Two projects at other schools could be stalled because of technical problems, however.
Following several delays, the opening of a £16 million replacement building at St Andrew’s Primary School, off Corporation Road, has finally reunited pupils on one single site.
Junior classes were moved to temporary facilities off-site after inspectors found a “serious structural defect” in the school’s Key Stage 2 building in March 2021.
St Andrew’s headteacher Jo Giles recently welcomed council leader Cllr Dimitri Batrouni and cabinet member for education Cllr Deb Davies to her school, saying it was “wonderful that we will all be back on one site”.
“We are very much a community school and our families, and local residents, have been very understanding about the situation we found ourselves in,” Mrs Giles added. “I think the wait has been worth it.”
Cllr Batrouni called the new building “an excellent replacement that provides an improved learning environment and great new facilities for the children and staff”.

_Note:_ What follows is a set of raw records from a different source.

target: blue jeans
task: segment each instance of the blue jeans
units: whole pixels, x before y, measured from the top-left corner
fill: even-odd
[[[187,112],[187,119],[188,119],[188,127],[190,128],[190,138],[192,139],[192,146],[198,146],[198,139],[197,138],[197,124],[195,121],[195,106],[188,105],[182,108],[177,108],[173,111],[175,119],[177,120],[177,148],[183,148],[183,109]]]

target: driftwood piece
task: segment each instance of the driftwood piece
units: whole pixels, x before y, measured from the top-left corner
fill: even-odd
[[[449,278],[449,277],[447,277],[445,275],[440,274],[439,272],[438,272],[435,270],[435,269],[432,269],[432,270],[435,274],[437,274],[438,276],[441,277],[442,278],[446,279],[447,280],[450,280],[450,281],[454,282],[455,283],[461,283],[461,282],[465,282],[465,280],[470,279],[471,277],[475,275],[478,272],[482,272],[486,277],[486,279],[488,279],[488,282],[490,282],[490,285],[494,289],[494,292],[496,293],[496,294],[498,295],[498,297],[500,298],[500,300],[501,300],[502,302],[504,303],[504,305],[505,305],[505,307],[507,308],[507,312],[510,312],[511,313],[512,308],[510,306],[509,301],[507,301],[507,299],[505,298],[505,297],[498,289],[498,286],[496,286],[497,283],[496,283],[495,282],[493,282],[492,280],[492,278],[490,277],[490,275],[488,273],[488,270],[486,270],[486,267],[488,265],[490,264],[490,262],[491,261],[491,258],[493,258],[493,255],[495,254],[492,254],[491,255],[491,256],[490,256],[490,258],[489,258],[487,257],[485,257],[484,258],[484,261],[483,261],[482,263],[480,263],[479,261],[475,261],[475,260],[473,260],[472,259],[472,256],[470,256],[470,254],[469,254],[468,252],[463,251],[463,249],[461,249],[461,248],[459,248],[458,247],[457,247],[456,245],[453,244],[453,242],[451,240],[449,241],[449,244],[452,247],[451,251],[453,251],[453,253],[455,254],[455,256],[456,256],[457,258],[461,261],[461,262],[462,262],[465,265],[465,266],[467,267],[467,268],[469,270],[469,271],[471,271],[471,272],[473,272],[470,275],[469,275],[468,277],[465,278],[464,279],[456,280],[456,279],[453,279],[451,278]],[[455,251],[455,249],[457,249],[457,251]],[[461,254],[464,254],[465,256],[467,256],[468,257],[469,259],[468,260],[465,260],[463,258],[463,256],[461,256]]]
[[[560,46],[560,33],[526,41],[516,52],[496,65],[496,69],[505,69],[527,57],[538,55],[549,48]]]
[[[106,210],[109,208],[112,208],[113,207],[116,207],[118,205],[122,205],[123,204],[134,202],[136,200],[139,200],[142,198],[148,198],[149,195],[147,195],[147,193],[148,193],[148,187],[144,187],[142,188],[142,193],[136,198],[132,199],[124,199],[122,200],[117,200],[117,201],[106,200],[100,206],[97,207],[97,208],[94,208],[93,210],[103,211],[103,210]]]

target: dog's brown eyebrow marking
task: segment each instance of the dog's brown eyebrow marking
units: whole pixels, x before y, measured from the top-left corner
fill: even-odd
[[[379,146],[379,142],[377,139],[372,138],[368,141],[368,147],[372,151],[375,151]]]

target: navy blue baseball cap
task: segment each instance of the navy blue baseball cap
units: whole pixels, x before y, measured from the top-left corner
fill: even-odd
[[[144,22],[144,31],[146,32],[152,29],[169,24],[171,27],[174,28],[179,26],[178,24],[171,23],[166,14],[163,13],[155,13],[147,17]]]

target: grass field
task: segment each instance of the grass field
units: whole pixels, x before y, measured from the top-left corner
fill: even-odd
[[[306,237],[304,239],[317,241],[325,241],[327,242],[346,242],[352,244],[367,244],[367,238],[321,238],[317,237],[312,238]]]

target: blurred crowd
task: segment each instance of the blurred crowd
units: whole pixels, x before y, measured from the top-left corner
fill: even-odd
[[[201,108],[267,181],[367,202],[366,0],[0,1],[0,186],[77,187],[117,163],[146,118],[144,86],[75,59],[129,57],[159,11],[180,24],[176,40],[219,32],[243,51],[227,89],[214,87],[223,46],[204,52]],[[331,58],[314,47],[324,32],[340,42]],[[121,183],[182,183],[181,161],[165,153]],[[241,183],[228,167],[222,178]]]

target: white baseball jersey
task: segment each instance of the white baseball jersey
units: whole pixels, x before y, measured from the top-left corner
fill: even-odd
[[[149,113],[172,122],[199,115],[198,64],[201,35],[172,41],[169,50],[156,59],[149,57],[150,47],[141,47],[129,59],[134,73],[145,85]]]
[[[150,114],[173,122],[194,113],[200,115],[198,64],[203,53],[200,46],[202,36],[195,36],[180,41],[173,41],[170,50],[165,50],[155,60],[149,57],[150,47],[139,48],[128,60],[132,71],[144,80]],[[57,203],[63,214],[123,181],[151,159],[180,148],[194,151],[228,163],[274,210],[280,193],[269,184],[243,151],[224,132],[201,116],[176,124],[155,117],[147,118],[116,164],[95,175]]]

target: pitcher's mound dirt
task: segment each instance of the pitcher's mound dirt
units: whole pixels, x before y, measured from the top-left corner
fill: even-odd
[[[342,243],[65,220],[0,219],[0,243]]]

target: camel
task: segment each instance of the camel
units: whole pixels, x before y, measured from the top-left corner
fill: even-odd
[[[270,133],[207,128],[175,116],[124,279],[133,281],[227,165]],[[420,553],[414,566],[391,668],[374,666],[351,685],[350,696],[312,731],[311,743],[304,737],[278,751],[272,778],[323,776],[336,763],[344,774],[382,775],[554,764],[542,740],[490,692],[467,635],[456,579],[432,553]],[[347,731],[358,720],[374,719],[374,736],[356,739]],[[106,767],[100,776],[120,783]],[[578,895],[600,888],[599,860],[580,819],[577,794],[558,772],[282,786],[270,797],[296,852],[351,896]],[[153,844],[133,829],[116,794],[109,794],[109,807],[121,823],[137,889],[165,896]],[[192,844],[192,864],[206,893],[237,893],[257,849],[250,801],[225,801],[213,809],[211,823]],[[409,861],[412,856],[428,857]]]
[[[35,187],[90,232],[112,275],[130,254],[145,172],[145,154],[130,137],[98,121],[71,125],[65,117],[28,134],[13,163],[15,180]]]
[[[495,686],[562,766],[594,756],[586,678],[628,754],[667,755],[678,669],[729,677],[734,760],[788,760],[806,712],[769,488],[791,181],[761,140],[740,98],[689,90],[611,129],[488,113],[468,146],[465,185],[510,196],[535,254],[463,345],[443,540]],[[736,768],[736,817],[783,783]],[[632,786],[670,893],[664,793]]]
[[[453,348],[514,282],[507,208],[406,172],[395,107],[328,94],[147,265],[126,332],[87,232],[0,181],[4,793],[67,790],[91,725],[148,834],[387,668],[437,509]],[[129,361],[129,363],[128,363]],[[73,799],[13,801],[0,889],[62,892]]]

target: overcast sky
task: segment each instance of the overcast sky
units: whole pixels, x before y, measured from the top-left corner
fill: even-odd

Its opening follows the handover in November of a new primary school at the Whiteheads development off Mendalgief Road, and the opening of a new building at Bassaleg School in October.
Speaking at a Newport City Council cabinet meeting, on Monday January 13, Cllr Davies welcomed the “beautiful buildings” at the three schools.
“It’s great to see them open and filled with children,” she said, adding that the new facilities at the sites would “only help” to improve outcomes for pupils and represented “really positive steps forward”.
A new council report shows some other school infrastructure projects are facing delays, however.
The majority of work on a new sports hall at Ysgol Gymraeg Gwent Is Coed is due to be completed by the end of March, but issues with underground and piling works have caused a delay.
The council said it had accepted the contractor’s request for a time extension, pushing the completion date back to June 2025.
Meanwhile, temporary classrooms at Lliswerry High School have been held up because of a “number of services underground where the building is proposed to be sited”.
The council said it is in “ongoing” talks with the National Grid, with the aim of those underground services being “re-routed”.